End-to-end software from a single provider is relatively a new phenomenon.
In the early days, the only way to get end-to-end software to run your business was to build it yourself, stitching in best-of-breed solutions from different software vendors to fill the gaps.
Over the course of time, best-of-breed vendors got really good at their niche. One company got good at making accounting software, another at project management software and another at human resources software.
They developed their products to a stage where employees became dependent on their products to get their jobs done.
Today, most business leaders put more value on software that supports individual departments than software that improves collaboration. Sales has their CRM. Marketing has their automation stack. Accounting has their package. And ops has theirs.

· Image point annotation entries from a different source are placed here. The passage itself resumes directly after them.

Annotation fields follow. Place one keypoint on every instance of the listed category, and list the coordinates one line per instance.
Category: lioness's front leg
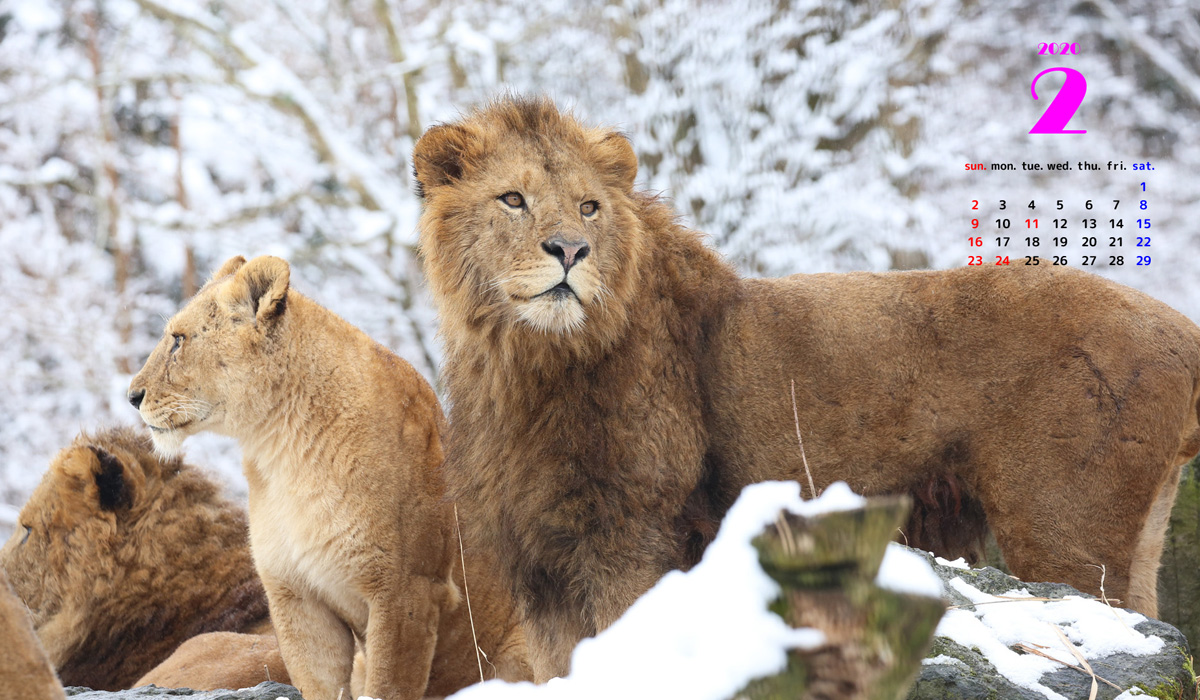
(317, 646)
(402, 634)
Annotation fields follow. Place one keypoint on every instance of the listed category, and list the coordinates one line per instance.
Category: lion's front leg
(402, 633)
(317, 646)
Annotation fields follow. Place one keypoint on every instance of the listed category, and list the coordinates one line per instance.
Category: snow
(701, 634)
(999, 623)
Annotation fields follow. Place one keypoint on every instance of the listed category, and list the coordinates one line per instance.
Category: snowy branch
(264, 77)
(1152, 49)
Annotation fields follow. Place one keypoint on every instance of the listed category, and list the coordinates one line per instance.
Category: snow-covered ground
(707, 633)
(145, 139)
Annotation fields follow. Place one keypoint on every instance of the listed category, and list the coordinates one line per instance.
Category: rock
(268, 690)
(954, 671)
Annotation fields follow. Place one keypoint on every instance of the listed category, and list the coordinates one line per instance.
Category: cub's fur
(615, 383)
(121, 555)
(348, 521)
(25, 672)
(221, 660)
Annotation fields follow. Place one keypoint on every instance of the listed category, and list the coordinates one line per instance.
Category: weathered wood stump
(874, 638)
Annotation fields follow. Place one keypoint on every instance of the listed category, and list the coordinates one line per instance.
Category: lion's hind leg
(1149, 552)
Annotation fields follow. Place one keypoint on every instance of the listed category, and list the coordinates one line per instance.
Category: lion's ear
(438, 156)
(263, 283)
(616, 159)
(114, 489)
(228, 268)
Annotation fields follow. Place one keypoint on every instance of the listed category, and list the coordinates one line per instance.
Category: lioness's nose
(567, 251)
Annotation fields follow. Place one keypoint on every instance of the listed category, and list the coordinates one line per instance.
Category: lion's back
(894, 371)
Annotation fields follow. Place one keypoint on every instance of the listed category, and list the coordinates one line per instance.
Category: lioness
(613, 383)
(121, 555)
(25, 672)
(348, 522)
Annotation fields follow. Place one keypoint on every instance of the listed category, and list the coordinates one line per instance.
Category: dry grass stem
(466, 592)
(1080, 658)
(785, 534)
(1030, 650)
(796, 413)
(1105, 598)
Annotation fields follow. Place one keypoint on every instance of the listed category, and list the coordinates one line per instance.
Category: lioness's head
(214, 358)
(528, 220)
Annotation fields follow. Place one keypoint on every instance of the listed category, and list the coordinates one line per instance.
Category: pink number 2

As a silo, each department works faster. But as a company, since cross functional collaboration relies on email and analog work arounds, business processes are often interrupted by analog work arounds.
The simplest of interdepartmental tasks, like setting up a new customer in the accounting system or creating a project plan from a scope of work document are redundant processes that slow organizations down.
If sales executives can transfer new customer contacts directly from their CRM to your accounting package, or if operation can automatically convert a scope of work document into a manageable project plan, the result is velocity.
When you integrate best-of-breed (or point) solutions, you’re mapping how data gets transferred from one system to another. Each best-of-breed or point solution in your stack has its own database, which needs to be told manually where to put or get data from other systems.
If you integrate niche, best-of-breed solutions manually, you’re on the hook for maintaining those integrations when employees come and go, when a best-of-breed provider deprecates a solution in your stack or changes their API call limits?
Is the added functionality of a best-of-breed solution really worth the cross connectivity, maintenance and integration challenges? Or is it better to have a vertically integrated stack from a single CRM/ERP provider?
For nearly a decade, major CRM/ERP providers like Microsoft, Oracle and Salesforce have been acquiring and integrating best-of-breed providers in a race to assemble end-to-end, interoperable business software.
These guys may not always have the best niche solutions, but by focusing on integration, they enable companies to increase their velocity.
Relying on stand alone best-of-breed solutions like Quickbooks and HubSpot, which do some things really well, is becoming riskier because those providers that haven’t been acquired by one of the end-to-end CRM/ERP providers and could eventually get deprecated, since they’re competing against whichever of their best-of-breed competitor’s gets acquired and integrated by the CRM/ERP.
Today’s alliance partner is tomorrow’s deprecated integration.
Once the CRM/ERP providers have fully integrated their best-of-breed acquisitions, will they still support the same integrations they do today? Stacks that rely on integration platforms like Zapier and Mulesoft are even riskier because, as we already learned, stitched applications offer fewer options together than they do individually, and if it doesn’t integrate, the breadth and depth that niche software soltuions provide become impediments to cross functional collaboration.
Plus, maintaining all those integrations manually is a gargantuan task.
Sridhar Vembu, CEO of Zoho, the emerging CRM/ERP leader Zoho for small and medium sized businesses is developing a Unified Virtual Database to enable tighter integration between applications and give clients an easier way to build custom applications on a common database.
One database means fewer dependencies, because information doesn’t need to be passed from one database to the next, resulting in fewer fields to be mapped and fewer processes to be maintained.
More importantly, however, if all your data is in one place, it’s easier to leverage artificial intelligence to drive business velocity, and AI is set to divide the winners from the losers as we move into the future of information technology.
When all your data is in one place, it’s much easier to pinpoint actionable business intellignce because meaning is found at the intersection of multiple data sets. Technology is constantly advancing. Staying ahead of the curve requires transformational marketing strategies, seamless customer experiences and smarter, faster, more flexible organizations.
One important key to survival in the age of disruption is ease-of-use, for the customer and the employee, because easier means faster.